HUTCHINSON, Kan. — NASA Administrator Bill Nelson was in Hutchinson Friday to visit the Cosmosphere. The museum elicited a wow from him, but he's also seeing a lot of what's happening in space now as wow-worthy, too.
"Look what all is happening right in front of us," Nelson said. "The telescope, what it's teaching us. We're going to move an asteroid out of its trajectory. We're going back to the moon after 50 years. We are doing all kinds of science on the International Space Station. We've got major cancer research and pharmaceutical research that is going on, using 0G."
He's positive about the relationship that the two space programs of Russia and the U.S. can have, even as the conflict with Ukraine makes things more difficult on Earth.
"The civilian space program, in this case, the operation of the International Space Station that was done with Russia and the United States building it, and therefore necessary to operate it, continues in a very professional manner," Nelson said. "The astronauts and the cosmonauts are getting along."

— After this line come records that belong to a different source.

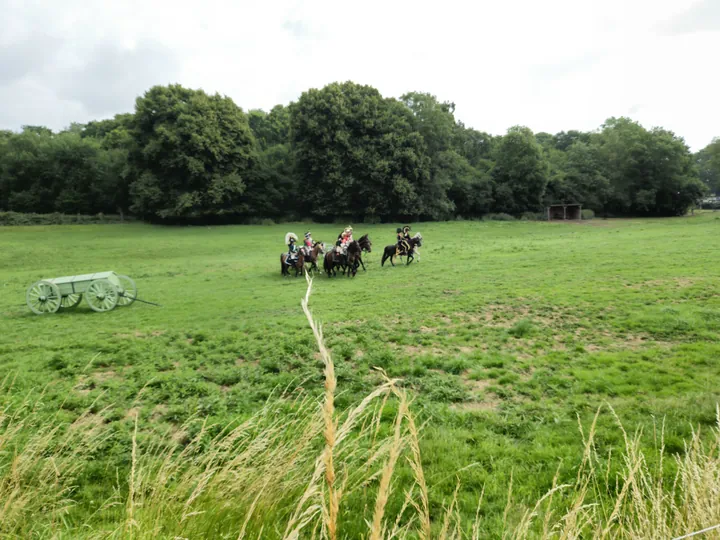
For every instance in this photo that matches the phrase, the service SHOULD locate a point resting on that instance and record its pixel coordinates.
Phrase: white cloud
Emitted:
(552, 65)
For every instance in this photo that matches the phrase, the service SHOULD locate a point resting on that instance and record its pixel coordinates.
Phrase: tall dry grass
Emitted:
(300, 468)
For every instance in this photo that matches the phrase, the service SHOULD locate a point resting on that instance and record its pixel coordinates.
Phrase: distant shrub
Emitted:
(260, 221)
(371, 220)
(18, 218)
(521, 329)
(533, 216)
(498, 217)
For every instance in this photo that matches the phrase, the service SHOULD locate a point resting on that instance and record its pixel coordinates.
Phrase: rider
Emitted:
(400, 239)
(308, 243)
(344, 239)
(292, 251)
(403, 240)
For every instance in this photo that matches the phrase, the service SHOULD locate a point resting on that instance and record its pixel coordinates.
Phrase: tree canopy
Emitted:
(343, 151)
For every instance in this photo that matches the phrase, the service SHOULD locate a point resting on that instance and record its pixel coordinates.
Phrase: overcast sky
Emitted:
(551, 65)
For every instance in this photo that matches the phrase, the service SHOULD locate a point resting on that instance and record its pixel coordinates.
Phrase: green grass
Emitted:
(507, 333)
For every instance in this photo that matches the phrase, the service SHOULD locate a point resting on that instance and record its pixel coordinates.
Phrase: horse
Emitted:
(365, 245)
(354, 254)
(311, 255)
(299, 264)
(390, 251)
(332, 261)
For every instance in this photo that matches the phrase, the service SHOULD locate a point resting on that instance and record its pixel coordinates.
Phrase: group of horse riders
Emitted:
(344, 239)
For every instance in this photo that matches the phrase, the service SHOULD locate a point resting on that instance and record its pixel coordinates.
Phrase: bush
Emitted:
(260, 221)
(498, 217)
(19, 218)
(371, 220)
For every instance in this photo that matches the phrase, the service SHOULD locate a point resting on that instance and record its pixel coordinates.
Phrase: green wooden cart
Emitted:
(103, 291)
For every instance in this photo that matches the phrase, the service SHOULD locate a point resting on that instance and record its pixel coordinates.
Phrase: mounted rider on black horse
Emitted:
(403, 241)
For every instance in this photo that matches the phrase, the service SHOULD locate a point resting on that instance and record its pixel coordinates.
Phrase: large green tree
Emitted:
(360, 157)
(192, 154)
(708, 164)
(520, 172)
(650, 172)
(44, 172)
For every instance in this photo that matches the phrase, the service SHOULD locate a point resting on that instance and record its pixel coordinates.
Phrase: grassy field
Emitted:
(507, 335)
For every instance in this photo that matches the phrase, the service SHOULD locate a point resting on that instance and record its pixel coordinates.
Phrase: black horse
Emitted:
(350, 261)
(391, 251)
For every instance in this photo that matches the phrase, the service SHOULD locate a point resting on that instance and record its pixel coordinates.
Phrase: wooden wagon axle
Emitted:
(102, 291)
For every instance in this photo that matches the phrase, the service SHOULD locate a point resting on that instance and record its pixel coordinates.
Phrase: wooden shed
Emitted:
(564, 211)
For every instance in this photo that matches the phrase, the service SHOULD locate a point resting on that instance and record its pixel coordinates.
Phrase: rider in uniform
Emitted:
(308, 243)
(400, 237)
(344, 239)
(292, 251)
(403, 240)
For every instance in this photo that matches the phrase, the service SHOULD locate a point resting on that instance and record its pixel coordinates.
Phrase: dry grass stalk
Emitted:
(333, 501)
(377, 530)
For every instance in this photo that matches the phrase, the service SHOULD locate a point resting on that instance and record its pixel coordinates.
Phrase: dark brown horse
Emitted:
(332, 261)
(365, 245)
(391, 251)
(349, 261)
(311, 256)
(298, 264)
(353, 258)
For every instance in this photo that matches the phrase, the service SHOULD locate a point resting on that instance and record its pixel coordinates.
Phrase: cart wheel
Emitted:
(101, 295)
(43, 297)
(129, 292)
(70, 301)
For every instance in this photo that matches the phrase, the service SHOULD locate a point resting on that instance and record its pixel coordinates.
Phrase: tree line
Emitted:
(340, 152)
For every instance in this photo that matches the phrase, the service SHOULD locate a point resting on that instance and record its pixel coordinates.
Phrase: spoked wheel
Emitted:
(70, 301)
(43, 297)
(129, 291)
(102, 295)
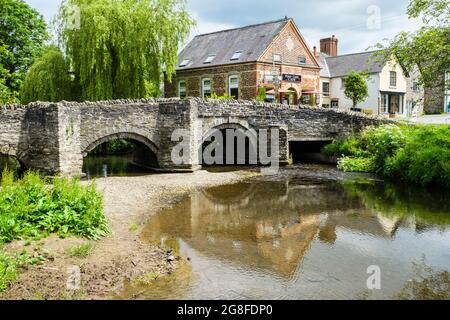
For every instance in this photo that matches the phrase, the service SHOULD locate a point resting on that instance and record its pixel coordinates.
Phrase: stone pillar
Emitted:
(181, 116)
(53, 139)
(70, 157)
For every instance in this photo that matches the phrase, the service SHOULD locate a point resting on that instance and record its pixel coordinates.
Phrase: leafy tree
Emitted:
(120, 47)
(427, 48)
(6, 95)
(22, 34)
(49, 79)
(356, 88)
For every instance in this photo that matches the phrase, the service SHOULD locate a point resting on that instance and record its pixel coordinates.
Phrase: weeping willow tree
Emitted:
(48, 79)
(119, 48)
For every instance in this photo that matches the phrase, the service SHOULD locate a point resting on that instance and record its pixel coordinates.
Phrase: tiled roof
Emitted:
(252, 41)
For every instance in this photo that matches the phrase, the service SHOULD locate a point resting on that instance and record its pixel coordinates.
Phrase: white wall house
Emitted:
(387, 84)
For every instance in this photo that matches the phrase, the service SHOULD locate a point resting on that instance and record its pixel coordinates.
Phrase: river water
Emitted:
(310, 232)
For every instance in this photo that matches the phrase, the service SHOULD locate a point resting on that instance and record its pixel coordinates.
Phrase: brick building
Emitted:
(242, 62)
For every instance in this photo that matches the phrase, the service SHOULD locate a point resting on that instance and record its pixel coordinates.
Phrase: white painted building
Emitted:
(387, 84)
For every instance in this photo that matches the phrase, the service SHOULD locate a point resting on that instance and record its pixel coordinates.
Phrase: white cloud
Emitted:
(347, 19)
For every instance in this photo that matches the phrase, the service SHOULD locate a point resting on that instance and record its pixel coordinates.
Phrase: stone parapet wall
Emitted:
(54, 137)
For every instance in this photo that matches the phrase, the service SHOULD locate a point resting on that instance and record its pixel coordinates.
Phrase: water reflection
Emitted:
(108, 166)
(302, 236)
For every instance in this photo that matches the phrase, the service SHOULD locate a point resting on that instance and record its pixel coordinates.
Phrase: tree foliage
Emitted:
(49, 79)
(22, 34)
(120, 47)
(356, 88)
(427, 48)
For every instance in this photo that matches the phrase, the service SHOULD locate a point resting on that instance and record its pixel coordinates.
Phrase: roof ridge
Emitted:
(350, 54)
(244, 27)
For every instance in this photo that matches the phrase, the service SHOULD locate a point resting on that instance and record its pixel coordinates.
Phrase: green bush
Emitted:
(32, 208)
(349, 164)
(347, 147)
(425, 158)
(10, 266)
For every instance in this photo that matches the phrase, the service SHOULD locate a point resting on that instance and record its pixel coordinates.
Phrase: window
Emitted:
(326, 89)
(210, 58)
(206, 88)
(384, 103)
(236, 55)
(182, 89)
(276, 57)
(233, 87)
(393, 79)
(335, 104)
(185, 62)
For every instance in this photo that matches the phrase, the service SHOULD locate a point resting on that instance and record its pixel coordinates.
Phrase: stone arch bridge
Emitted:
(54, 137)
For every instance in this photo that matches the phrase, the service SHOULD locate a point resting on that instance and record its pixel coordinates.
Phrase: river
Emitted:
(311, 232)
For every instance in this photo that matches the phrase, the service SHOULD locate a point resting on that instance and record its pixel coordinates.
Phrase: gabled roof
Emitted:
(324, 71)
(251, 40)
(340, 66)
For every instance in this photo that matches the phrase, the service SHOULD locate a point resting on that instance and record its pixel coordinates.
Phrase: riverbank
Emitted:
(128, 203)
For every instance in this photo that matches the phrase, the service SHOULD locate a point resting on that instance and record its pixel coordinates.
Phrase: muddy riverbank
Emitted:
(129, 202)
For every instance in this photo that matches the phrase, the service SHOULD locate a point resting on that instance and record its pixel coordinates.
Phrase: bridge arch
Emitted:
(89, 146)
(243, 132)
(141, 155)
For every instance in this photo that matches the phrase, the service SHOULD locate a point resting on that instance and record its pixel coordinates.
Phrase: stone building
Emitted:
(270, 58)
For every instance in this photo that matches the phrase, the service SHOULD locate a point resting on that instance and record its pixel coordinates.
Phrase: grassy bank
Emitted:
(414, 154)
(33, 207)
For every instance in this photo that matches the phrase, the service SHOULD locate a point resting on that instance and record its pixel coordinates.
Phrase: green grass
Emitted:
(10, 266)
(417, 154)
(80, 251)
(32, 208)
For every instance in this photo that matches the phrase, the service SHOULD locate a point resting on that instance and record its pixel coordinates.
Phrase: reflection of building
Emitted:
(271, 57)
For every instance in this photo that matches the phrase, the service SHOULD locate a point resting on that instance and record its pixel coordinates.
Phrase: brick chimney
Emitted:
(329, 46)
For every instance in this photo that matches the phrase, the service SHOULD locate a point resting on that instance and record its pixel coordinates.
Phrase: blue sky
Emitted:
(347, 19)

The next big thing for NASA is the Artemis I test launch August 29.
"We're going to stress it, before we put humans on it," Nelson said. "We are going back to the moon and then that is just the beginning of going back to learn, to live, to work, to create the systems and the technology so that we can send humans to Mars."
The launch countdown for Artemis I will begin Saturday, Aug. 27, at 10:23 a.m.